Question

There are three identical books on English, 4 identical books on Hindi, 2 identical books on mathematics. In how many distinct ways can they be arranged on a shelf?

Answer 1

Hint:
If we have to arrange $n$ objects in $n$ places, then there can be $n!$ of arranging it. But, if there are ${n_1}$ identical objects, then we will divide by ${n_1}!$ and so on.

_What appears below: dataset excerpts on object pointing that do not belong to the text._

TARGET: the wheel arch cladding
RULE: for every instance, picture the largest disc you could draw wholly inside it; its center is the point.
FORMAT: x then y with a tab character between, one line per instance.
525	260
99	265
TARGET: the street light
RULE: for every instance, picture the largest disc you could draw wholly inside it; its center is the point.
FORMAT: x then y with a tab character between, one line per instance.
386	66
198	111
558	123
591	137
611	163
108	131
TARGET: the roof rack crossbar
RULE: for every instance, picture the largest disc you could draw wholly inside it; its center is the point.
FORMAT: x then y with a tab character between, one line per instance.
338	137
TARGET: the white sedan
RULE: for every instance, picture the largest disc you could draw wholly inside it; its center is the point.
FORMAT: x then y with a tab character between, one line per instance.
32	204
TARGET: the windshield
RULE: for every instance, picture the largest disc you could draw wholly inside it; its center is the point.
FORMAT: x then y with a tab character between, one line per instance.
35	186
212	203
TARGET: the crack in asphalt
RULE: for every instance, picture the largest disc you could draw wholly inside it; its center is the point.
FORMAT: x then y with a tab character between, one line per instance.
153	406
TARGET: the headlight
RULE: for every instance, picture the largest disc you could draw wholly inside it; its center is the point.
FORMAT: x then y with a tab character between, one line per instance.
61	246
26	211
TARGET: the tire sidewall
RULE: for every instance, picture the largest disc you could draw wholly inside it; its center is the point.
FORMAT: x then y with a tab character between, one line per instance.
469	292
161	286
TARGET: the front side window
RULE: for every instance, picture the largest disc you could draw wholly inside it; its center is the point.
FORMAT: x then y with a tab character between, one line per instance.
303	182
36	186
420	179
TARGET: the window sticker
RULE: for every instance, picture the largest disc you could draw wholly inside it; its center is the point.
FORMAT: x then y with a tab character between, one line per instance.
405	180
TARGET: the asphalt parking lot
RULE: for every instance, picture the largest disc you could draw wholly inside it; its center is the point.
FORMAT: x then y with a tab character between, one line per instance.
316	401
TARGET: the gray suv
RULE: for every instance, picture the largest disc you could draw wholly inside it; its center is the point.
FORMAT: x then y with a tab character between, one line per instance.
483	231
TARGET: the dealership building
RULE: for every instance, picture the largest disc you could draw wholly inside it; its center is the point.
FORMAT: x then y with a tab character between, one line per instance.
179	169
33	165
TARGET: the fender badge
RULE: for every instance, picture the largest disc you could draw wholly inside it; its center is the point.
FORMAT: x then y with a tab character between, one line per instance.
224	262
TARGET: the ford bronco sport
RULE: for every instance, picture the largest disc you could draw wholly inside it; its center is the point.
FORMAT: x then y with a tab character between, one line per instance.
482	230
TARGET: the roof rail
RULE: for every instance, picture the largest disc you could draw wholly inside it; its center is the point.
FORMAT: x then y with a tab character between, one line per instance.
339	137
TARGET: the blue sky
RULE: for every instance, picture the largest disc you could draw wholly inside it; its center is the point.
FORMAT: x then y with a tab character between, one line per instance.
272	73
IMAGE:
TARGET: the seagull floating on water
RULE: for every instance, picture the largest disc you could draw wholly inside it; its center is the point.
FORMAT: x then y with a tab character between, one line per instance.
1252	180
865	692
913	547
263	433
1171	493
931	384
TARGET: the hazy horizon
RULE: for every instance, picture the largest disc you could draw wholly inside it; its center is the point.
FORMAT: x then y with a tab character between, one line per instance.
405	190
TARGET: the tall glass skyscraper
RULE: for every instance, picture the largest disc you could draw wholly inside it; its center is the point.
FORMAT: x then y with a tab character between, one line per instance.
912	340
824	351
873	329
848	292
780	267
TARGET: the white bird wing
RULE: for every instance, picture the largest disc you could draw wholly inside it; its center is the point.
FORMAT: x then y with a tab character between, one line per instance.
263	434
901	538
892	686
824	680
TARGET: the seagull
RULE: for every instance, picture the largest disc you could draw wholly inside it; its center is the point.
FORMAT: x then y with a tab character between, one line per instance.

Hence, on substituting the values, we will get the required answer.

Complete step by step solution:
We are given that there are 3 three identical books on English, 4 identical books on Hindi, 2 identical books on mathematics.
This means we have a total $3 + 4 + 2 = 9$ books on the shelf.
We know that if we have to arrange $n$ objects in $n$ places, then there can be $n!$ of arranging it.
But, we will also divide the above number by the ${n_1}!$, where ${n_1}$ identical objects are there.
Here, there are 3 types of books which are identical, then the number of ways are,
$\dfrac{{n!}}{{{n_1}!{n_2}!{n_3}!}}$, where $n$ is the total books, ${n_1}$ is the number of English books, ${n_2}$ is the number of Hindi and ${n_3}$ is the number of Mathematics books.
Therefore, the total number of ways are,
 $\dfrac{{9!}}{{3!4!2!}} = \dfrac{{9 \times 8 \times 7 \times 6 \times 5 \times 4!}}{{3 \times 2 \times 1 \times 4! \times 2 \times 1}} = 1260$

Hence, the number of ways of arranging books on shelf is 1260.

Note:
Since, the order of the books matters, we cannot use combinations. We have used the concept of permutation in this question when certain objects are repeated. Also, one must know that $n! = n.\left( {n - 1} \right).\left( {n - 2} \right).....3.2.1$ to simplify the question.